One of Auden's later poems, written in 1965. By then his relationship
with Chester Kallman had settled into a regular, though not terribly
happy pattern. They were still a couple and Auden at least considered
himself married to Kallman, but they had long stopped sleeping
together.

Perhaps Kallman didn't love Auden equally (according to Auden - its
odd how little one hears Kallman's views in so much writing on
Auden), perhaps he no longer found him sexually attractive, perhaps
he was champing at being always seen as Auden's appendage when he
sought to be a creative artist himself. So they still continued to
spend part of the year together in the house Auden had bought in
Austria, but for the rest Auden went to the US, and Kallman went to
Greece where at some point he had another lover.

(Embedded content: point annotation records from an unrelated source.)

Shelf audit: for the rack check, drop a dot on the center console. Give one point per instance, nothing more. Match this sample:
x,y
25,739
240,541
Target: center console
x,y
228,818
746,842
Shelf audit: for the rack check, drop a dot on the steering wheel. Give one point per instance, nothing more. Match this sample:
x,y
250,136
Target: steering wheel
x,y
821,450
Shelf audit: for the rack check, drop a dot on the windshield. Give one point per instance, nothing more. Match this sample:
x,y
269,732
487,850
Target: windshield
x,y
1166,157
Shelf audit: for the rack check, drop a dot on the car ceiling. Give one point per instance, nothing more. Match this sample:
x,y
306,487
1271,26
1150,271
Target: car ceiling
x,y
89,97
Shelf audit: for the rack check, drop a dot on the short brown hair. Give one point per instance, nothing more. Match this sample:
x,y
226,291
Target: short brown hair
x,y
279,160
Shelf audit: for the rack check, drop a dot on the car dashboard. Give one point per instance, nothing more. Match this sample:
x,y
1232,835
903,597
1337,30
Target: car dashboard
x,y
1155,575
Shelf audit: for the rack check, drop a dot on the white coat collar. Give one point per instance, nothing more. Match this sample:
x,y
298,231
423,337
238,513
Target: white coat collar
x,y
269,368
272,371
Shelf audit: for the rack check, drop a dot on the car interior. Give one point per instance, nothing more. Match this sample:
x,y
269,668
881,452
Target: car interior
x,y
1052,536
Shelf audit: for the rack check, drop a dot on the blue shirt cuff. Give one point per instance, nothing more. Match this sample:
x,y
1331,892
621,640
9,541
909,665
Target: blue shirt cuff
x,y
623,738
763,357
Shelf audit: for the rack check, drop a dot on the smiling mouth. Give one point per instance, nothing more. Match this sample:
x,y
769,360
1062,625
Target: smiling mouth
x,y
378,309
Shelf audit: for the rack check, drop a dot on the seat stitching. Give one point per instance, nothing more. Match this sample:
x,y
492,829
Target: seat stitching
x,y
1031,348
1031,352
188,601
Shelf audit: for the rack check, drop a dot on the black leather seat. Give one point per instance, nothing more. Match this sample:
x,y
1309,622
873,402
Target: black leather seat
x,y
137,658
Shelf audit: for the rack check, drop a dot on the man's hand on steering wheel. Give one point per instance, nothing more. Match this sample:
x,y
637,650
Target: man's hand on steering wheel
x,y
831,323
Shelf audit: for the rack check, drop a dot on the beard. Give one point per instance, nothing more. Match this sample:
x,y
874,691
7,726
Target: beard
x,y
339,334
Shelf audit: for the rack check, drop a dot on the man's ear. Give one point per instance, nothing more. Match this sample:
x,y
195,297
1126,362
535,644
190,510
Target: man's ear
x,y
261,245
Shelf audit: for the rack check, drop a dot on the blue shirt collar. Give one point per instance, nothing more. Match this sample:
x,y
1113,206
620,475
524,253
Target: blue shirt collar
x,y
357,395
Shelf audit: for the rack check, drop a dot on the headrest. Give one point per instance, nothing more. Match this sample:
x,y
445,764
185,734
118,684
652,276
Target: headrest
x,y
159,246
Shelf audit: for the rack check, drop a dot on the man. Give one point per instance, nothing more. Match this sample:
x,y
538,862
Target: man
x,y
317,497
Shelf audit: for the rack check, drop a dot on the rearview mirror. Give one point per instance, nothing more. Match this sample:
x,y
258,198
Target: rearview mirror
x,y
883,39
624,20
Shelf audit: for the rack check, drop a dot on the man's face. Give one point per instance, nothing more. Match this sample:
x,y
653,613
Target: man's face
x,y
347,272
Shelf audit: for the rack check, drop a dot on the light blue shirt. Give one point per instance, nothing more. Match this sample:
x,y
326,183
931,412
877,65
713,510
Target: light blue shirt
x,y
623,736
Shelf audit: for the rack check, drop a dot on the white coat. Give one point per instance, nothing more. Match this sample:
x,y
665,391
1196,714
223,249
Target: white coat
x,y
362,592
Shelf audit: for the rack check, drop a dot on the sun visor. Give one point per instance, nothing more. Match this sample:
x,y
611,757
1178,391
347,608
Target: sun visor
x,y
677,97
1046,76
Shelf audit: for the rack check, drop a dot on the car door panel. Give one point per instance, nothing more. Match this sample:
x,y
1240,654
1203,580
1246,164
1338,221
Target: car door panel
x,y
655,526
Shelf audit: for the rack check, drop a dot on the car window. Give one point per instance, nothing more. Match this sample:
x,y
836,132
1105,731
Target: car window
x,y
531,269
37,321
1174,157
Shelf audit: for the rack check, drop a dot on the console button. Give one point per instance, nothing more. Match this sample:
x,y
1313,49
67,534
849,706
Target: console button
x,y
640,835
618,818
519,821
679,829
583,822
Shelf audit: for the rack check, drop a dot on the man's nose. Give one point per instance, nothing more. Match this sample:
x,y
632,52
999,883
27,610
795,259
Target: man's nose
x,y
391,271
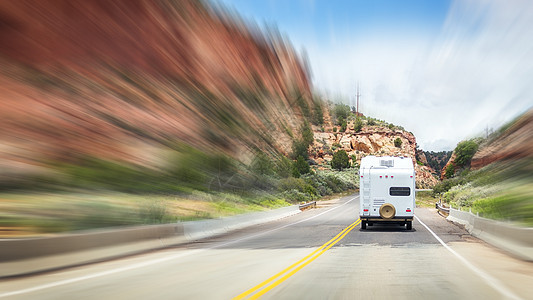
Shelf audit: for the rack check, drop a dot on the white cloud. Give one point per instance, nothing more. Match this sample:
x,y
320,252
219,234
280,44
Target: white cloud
x,y
476,73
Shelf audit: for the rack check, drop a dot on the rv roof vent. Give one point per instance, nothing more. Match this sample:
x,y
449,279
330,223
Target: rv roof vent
x,y
387,163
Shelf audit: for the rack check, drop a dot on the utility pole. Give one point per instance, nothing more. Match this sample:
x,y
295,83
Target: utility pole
x,y
357,97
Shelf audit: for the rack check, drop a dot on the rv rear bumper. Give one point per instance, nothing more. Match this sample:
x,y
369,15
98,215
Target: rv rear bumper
x,y
379,219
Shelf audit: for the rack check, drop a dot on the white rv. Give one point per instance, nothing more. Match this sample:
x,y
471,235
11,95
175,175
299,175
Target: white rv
x,y
387,190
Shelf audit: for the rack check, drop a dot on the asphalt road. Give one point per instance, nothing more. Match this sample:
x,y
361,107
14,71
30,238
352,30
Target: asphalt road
x,y
317,254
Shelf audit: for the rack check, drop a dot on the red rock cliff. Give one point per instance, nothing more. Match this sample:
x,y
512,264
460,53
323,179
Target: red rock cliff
x,y
119,79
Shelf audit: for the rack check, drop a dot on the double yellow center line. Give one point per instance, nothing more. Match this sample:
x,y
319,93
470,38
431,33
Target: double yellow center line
x,y
275,280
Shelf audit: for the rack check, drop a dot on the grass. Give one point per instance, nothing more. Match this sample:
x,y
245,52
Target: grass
x,y
425,199
46,213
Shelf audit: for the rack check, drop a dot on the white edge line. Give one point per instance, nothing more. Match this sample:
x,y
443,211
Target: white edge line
x,y
493,282
155,261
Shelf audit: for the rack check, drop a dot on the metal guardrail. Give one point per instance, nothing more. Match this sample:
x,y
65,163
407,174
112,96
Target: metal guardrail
x,y
438,205
307,205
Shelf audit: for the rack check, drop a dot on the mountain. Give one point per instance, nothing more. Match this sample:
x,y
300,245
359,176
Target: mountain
x,y
124,80
374,138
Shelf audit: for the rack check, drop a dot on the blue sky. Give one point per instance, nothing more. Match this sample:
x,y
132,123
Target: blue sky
x,y
444,70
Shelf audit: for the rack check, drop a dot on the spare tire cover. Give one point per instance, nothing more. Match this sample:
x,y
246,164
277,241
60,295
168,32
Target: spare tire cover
x,y
387,211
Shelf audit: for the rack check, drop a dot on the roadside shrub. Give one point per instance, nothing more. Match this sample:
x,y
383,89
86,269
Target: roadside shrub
x,y
398,142
301,167
450,171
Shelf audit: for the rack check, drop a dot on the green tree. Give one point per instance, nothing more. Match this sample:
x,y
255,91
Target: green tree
x,y
262,164
340,160
343,125
450,171
300,167
283,167
299,148
464,152
398,142
307,134
318,117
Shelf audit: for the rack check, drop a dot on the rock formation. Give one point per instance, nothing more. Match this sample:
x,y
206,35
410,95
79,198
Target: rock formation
x,y
122,80
371,140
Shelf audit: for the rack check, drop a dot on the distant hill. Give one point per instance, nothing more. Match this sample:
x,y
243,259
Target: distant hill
x,y
512,141
375,137
123,80
437,160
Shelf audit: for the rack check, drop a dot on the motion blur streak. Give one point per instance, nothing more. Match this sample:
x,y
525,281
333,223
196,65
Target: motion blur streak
x,y
128,81
299,265
491,280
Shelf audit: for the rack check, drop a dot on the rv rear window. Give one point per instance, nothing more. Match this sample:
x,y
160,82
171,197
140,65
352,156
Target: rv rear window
x,y
400,191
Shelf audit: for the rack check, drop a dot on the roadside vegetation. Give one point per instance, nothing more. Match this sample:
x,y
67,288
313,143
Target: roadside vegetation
x,y
502,190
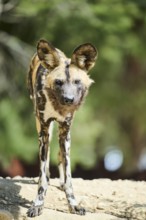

Auden accepted the situation and found other lovers for sex. The
situation did make him a little bitter though, bringing out all his
old insecurities about himself and his complicated feelings about his
sexuality. But he never doubted that Kallman was the love of his life
and his partner, and it was moments like the one recorded in his poem
that kept this constancy.

The poem is of a memory that becomes almost a vision, of a time long
back when they were first in love and of a perfect moment at that
perfect time. Since then things have changed much, in the world and
with them, but the memory of that perfect moment, of "You as then you
were" has not. And that sustains the poet through all the changes and
disappointments of time.

Auden knew that love often turns out disappointing, but that
disappointment should not negate the reality of what had once
happened. To have known real love at least once is to know that "the
Earth/ can still astonish" and life has meaning. As to the rest its
just living and can be done easily enough. With practice one can
even "learn/ to live with obesity/ and a little fame."